2. Снова на пороге озерного края
Спустя шесть месяцев я с двумя гребцами-арабами шел в дырявой лодке вниз по рукаву Тигра к озерам. Один из гребцов, иссохший старик, был одет в залатанную рубаху неопределенного цвета, доходившую до середины икр. Другой, коренастый косоглазый парень лет пятнадцати, был облачен в остатки европейской куртки, надетой поверх новой белой рубахи, которую он подобрал поясом, чтобы подол не волочился по земле. На них были куфии — головные платки, которые обычно носят арабы-шииты в Южном Ираке: квадратные куски некогда белой ткани в черную клетку размером три на три фута. Так как у них не было игалей,[3] они, сложив платки углом, обернули их вокруг головы. Старик сидел на высокой корме. Я со своим багажом примостился, скрестив ноги, на куске циновки, постеленном на дне лодки у его ног. Багаж состоял из двух черных оцинкованных ящиков; в одном хранились лекарства, а в другом были книги, фотопленка, патроны и прочее.

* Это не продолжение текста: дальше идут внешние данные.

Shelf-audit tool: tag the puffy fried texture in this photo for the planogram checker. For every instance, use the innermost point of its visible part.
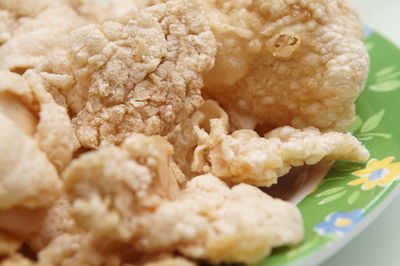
(12, 13)
(17, 101)
(54, 132)
(244, 156)
(36, 36)
(210, 221)
(185, 136)
(27, 178)
(136, 176)
(298, 63)
(142, 73)
(207, 220)
(9, 244)
(166, 260)
(58, 221)
(100, 12)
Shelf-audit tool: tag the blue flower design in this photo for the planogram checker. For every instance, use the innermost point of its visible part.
(339, 223)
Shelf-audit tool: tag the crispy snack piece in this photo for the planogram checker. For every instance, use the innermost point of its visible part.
(23, 163)
(203, 145)
(58, 221)
(35, 37)
(298, 63)
(142, 73)
(207, 220)
(100, 12)
(244, 156)
(137, 176)
(54, 132)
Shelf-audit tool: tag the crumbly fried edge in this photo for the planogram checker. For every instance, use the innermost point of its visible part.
(35, 37)
(244, 156)
(141, 73)
(206, 220)
(298, 63)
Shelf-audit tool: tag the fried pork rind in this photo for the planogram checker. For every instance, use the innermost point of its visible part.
(27, 178)
(203, 145)
(100, 12)
(133, 177)
(246, 157)
(298, 63)
(142, 73)
(118, 196)
(17, 101)
(54, 132)
(35, 37)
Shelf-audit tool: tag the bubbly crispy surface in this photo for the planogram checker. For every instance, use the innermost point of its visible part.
(298, 63)
(141, 73)
(24, 164)
(114, 152)
(244, 156)
(34, 38)
(198, 221)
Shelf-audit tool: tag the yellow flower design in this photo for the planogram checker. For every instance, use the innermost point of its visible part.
(377, 173)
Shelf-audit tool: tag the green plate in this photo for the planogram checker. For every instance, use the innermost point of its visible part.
(352, 195)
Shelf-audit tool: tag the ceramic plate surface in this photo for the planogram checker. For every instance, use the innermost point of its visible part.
(352, 195)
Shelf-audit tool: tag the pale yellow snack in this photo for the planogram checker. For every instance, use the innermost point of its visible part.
(26, 102)
(166, 260)
(207, 220)
(54, 132)
(58, 221)
(202, 145)
(299, 63)
(136, 176)
(185, 136)
(244, 156)
(38, 36)
(142, 73)
(17, 101)
(109, 10)
(27, 178)
(13, 13)
(17, 260)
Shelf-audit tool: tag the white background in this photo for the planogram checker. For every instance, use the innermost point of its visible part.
(379, 244)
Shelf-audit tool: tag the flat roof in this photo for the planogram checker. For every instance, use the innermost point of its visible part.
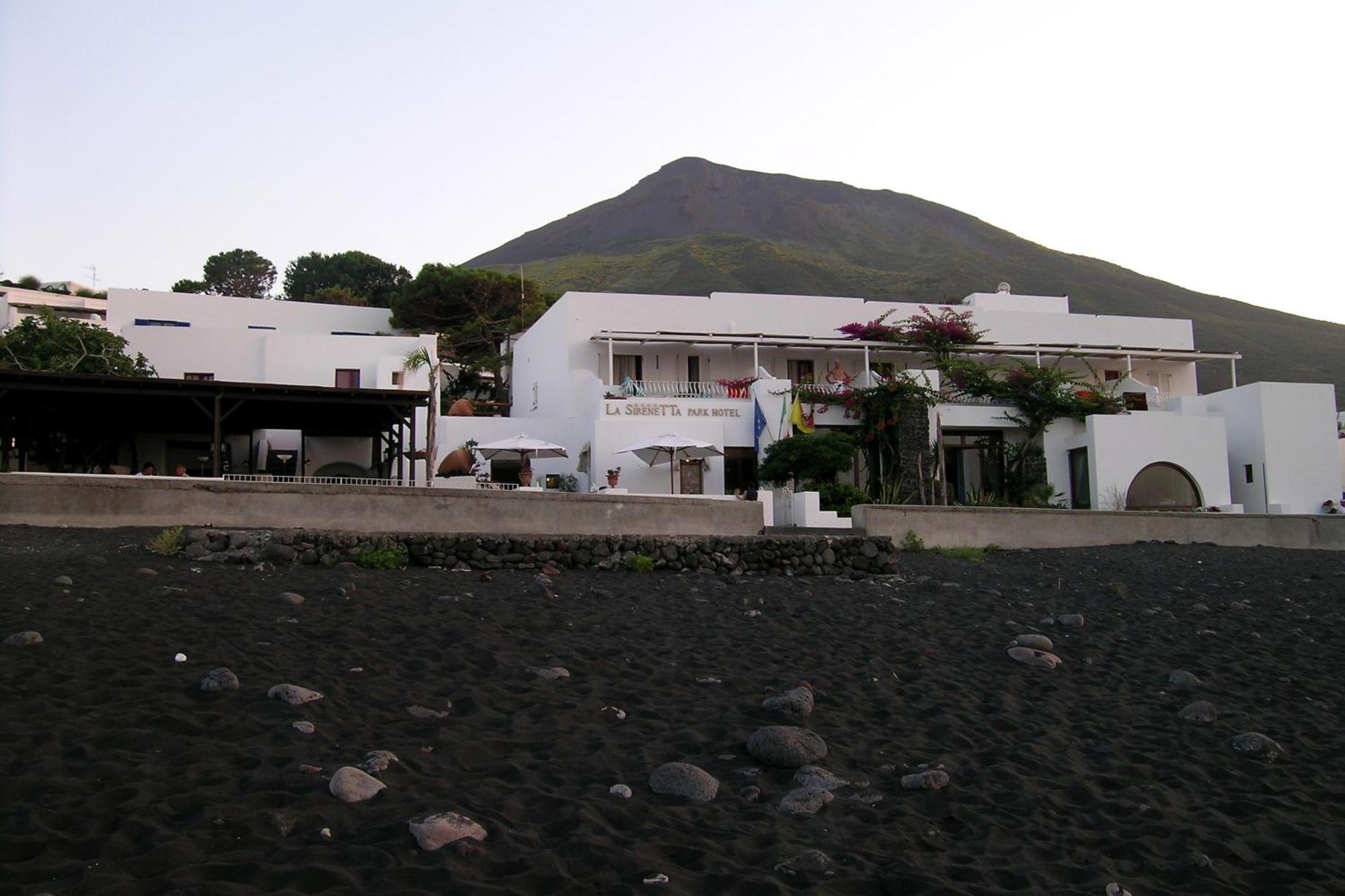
(154, 404)
(777, 341)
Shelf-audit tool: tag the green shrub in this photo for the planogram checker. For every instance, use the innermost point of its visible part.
(640, 563)
(974, 555)
(840, 497)
(385, 557)
(169, 542)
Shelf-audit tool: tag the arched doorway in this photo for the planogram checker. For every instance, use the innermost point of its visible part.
(1163, 486)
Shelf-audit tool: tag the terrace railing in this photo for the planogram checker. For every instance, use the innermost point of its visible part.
(679, 389)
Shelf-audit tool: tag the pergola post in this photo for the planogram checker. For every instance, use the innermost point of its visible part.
(217, 435)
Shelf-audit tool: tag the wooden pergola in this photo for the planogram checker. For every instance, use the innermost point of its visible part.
(41, 401)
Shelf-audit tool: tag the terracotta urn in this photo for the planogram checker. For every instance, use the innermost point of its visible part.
(457, 463)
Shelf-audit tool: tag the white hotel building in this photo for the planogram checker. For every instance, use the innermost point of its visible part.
(601, 372)
(258, 341)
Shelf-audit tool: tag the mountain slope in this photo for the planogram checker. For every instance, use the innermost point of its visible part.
(696, 227)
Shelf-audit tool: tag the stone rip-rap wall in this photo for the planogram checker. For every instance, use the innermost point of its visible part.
(762, 556)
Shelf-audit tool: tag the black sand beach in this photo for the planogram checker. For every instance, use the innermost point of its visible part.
(122, 776)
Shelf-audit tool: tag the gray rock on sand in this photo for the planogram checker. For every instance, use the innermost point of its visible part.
(684, 779)
(927, 779)
(424, 712)
(442, 829)
(353, 786)
(810, 861)
(786, 745)
(821, 778)
(1183, 678)
(24, 639)
(377, 760)
(220, 680)
(1258, 747)
(805, 801)
(1202, 712)
(1039, 658)
(294, 694)
(797, 701)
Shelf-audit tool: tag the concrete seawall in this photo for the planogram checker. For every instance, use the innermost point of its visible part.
(1047, 528)
(63, 499)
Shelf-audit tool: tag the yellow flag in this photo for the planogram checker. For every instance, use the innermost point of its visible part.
(801, 420)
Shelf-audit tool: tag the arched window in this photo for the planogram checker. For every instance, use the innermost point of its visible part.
(1163, 486)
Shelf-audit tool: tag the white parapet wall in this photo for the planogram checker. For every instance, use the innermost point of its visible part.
(1015, 528)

На ящиках лежал пестротканый курдский седельный вьюк, набитый одеялами и одеждой. Охотничье ружье и винтовку фирмы Ригби в брезентовом чехле я поставил на дно лодки, прислонив их к ящикам.
Быстрый поток шириной около тридцати ярдов явно был глубок. Я сидел, ухватившись обеими руками за борта лодки, и кончики моих пальцев все время были в воде. Свежий ветер дул против течения, поднимая небольшие волны, которые время от времени обрызгивали меня и мой багаж. Я боялся пошевелиться, убежденный, что при малейшем моем движении лодка перевернется. Оба араба, однако, совершенно спокойно ходили взад и вперед, не нарушая равновесия лодки.
Мальчик перестал грести, повернулся и присел, чтобы, укрывшись от ветра, зажечь сигарету. Старик поднялся, высматривая какого-то приятеля, работающего в поле. Сидя на дне лодки, я не видел ничего, кроме крутых берегов высотой в три-четыре фута. Время от времени их прорезали ирригационные каналы различной ширины, отводившие воду на поля. Берега увенчивал покрытый пылью блекло-зеленый колючий кустарник высотой в два-три фута. Водяные черепахи, примостившиеся на береговых уступах, соскальзывали с них и шлепались в мутную, темную воду. Пестрые мухоловки проносились мимо или повисали в воздухе, быстро работая крыльями перед тем, как «пикировать». Высоко над ними парили коршуны, Время от времени с прибрежных полей с шумом срывалась стая грачей. Дымка смягчала краски неба, и все вокруг казалось тускло-землистым.
Мы миновали небольшое селение с тростниковыми домами, серыми, как старые стога. Одетые в черное женщины мыли посуду у берега среди целой флотилии черных лодок, вытащенных на илистый берег. Из хижины вышел мужчина. Старший из моих гребцов приветствовал его:
— Салям алейкум! (Мир вам!)
— Алейкум ас-салям (И вам мир), — ответил мужчина, потом добавил: — Фильху (Остановитесь и поешьте).
Мы ответили:
— Кафу, Аллах яхфазак (Мы сыты; храни вас Аллах).
Полдюжины собак бежали за нами вдоль берега с бешеным лаем и рычанием, пока их не остановила широкая канава, через которую они не могли перепрыгнуть.
Этим утром, в первую неделю февраля 1951 года, я вышел из Амары, наняв в Маджар-эль-Кабире лодку, которая должна была доставить меня за пять миль вниз по течению к дому Фалиха бин Маджида на пороге озерного края. Его отец, Мадрид аль-Халифа, был одним из двух верховных шейхов большого племени аль бу-мухаммад, насчитывавшего 25000 воинов. Я надеялся провести несколько месяцев на озерах; Дугалд Стюарт сказал, что Фалих — как раз тот человек, который может помочь мне в этом.